Volvo engineer Nils Bohlin saved countless lives by inventing the V-type three-point safety belt in 1959. And while the Swedish car company could have made millions by licensing the design to their competitors, they decided to gift the design to the world instead of patenting it for themselves.
The story of the seat belt
The two-point (over the waist) seat belt already existed at the time, but for those of us who remember them, they could manage to do harm even at a hard stop. And those weren’t even a standard feature in most cars!
Volvo’s president at the time, Gunnar Engellau, lost a relative to a traffic accident in which the seat belt was part of the problem. It was his loss that inspired him to find the best engineer possible to build a better seat belt.
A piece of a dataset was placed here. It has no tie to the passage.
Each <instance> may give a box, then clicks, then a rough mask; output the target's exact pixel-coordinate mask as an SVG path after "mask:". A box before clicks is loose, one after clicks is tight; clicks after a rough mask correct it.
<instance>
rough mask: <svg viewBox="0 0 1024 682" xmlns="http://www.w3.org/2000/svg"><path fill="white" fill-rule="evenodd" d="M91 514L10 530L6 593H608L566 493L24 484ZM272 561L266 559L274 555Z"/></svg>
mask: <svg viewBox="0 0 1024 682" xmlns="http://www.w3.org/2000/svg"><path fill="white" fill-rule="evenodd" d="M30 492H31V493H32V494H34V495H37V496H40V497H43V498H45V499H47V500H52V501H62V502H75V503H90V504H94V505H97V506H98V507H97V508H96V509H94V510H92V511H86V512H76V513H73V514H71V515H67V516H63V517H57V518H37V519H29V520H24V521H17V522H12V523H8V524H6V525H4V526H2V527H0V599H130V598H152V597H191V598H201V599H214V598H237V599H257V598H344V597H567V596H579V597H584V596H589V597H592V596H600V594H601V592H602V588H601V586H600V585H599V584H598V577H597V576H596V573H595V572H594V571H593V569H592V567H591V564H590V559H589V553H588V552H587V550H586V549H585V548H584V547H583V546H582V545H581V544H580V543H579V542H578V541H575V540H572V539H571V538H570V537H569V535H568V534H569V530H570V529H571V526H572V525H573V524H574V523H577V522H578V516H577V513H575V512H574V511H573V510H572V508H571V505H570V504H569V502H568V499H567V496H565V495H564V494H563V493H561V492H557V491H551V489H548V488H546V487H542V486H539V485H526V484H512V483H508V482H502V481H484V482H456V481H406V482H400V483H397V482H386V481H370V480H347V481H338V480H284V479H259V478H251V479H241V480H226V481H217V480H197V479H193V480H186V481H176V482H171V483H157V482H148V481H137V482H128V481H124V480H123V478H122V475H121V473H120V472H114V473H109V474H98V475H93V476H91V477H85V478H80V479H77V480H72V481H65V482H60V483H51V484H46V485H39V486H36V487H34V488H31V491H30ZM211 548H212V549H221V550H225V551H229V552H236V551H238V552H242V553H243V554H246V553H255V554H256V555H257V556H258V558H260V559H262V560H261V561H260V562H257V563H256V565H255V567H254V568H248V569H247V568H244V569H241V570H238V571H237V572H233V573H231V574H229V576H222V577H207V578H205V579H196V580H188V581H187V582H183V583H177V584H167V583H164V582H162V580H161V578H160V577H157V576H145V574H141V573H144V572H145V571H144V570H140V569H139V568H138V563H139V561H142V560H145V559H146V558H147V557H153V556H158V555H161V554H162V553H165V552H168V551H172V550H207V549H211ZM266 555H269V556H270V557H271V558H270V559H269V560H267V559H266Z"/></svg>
Interestingly, that engineer happened to work for rival car company Saab. But Engellau managed to hire away Nils Bohlin and tapped him to work exclusively on the new design.
The story of the patent
Car companies patent all of their designs. If they’re good, other car companies have to pay to license them for their own vehicles. If other companies try to copy patented designs, they get sued. A U.S. patent, for example, gives you a 20-year monopoly right over a design.
But the engineers knew that this wasn’t the right thing to do. They had invented something to protect human welfare and retaining exclusivity meant everyone would have to buy a Volvo to be safe.
Engellau knew that wouldn’t happen.
Yes, they took out a patent on the design to give credit where credit was due, but Volvo then gifted the design to all other rival car companies.
As Forbes (cited below) put it: “Having sponsored the R&D, they gifted their designs to competitors, to encourage mass adoption and to save lives.”